Baked Potato Salad: A Creamy, Savory Delight
Equipment
- oven
- mixing bowl
- skillet
- Baking tray
Ingredients
- 4 pounds russet potatoes
- 1-2 tablespoons olive oil
- 3 tablespoons apple cider vinegar
- 1 cup mayonnaise
- ¾ cup sour cream or Greek yogurt
- 1 teaspoon kosher salt
- 1 teaspoon freshly ground black pepper
- 12 ounces bacon, cooked, cooled, and chopped
- 6 green onions, chopped
- 1 ½ cups medium cheddar cheese, shredded
Instructions
- Preheat the oven to 400°F and pierce the potatoes with a fork before baking them for 50-60 minutes until tender.

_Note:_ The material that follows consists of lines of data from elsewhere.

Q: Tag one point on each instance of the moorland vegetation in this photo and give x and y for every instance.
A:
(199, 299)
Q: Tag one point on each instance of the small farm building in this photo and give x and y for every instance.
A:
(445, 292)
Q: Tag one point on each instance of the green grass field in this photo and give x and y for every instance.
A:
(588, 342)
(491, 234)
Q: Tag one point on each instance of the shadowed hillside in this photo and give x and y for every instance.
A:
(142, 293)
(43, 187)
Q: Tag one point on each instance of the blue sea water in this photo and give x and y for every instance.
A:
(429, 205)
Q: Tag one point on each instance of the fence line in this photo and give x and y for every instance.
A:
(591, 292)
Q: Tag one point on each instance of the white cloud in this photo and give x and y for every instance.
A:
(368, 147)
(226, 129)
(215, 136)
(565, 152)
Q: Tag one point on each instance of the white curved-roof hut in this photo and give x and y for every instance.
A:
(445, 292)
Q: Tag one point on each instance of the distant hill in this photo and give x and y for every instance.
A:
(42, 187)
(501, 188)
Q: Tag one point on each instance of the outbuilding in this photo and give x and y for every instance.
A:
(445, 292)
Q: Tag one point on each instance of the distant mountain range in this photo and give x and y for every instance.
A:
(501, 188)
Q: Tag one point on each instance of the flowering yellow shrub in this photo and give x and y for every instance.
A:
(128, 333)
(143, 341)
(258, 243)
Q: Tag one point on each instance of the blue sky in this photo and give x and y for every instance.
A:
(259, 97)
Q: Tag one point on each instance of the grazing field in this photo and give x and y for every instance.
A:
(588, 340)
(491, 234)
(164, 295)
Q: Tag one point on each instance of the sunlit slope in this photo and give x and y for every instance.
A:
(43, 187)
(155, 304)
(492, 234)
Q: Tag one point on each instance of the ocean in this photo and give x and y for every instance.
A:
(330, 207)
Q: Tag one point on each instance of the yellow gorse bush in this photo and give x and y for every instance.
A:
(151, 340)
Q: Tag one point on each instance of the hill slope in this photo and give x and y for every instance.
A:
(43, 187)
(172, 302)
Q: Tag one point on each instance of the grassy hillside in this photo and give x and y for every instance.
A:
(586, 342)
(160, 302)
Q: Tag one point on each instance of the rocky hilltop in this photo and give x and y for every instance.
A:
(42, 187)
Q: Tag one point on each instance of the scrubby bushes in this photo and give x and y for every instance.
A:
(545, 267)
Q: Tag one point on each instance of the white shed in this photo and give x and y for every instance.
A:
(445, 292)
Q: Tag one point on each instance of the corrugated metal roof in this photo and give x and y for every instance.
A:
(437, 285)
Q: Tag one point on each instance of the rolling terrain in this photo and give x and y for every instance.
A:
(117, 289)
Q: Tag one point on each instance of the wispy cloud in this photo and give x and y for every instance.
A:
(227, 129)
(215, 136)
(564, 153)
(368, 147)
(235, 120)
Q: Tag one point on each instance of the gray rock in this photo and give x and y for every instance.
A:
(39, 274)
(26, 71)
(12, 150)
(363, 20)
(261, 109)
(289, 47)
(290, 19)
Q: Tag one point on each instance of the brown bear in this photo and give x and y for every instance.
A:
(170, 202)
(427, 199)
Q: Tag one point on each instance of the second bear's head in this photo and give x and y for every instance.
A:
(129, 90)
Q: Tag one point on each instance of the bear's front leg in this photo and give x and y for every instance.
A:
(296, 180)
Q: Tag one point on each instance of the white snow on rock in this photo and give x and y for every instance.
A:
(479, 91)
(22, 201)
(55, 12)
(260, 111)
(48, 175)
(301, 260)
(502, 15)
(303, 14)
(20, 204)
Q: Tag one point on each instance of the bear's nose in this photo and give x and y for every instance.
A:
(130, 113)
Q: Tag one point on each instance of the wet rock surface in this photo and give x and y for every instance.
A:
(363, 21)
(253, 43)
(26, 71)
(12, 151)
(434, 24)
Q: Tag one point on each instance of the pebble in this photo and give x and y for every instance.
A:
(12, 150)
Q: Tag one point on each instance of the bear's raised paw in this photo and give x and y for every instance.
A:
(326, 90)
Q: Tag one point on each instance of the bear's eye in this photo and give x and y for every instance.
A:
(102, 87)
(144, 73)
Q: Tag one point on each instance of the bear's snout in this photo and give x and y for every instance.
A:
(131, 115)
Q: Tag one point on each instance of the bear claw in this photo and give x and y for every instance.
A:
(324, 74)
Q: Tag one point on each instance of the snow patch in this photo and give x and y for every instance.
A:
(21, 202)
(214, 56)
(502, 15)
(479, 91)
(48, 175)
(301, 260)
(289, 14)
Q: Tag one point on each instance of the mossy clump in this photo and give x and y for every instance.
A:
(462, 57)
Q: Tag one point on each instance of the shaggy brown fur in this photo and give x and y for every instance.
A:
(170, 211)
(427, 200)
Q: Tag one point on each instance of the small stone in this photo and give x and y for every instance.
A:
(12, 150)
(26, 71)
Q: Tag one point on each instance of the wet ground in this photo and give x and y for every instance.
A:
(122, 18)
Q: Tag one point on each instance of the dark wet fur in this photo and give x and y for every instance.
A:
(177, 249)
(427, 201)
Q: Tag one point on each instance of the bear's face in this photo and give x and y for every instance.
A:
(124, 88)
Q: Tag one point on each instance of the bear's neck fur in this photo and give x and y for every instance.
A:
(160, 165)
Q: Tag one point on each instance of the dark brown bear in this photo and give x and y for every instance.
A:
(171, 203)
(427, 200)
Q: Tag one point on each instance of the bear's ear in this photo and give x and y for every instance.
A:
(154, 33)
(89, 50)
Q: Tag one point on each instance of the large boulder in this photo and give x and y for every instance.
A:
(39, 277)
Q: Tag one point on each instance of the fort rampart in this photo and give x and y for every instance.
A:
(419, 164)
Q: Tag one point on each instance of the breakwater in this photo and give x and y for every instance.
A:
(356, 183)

- Allow the potatoes to cool slightly, then peel and cut into chunks, transferring them to a mixing bowl.
- Sprinkle the warm potatoes with apple cider vinegar and let them absorb the flavor for 15-30 minutes.
- Cook the bacon until crispy, crumble it, and set aside.
- Mix mayonnaise and sour cream with salt and pepper in a separate bowl.
- Combine the potatoes with the dressing, bacon, green onions, and cheddar cheese, mixing gently.
- Refrigerate for at least 3 hours or overnight before serving.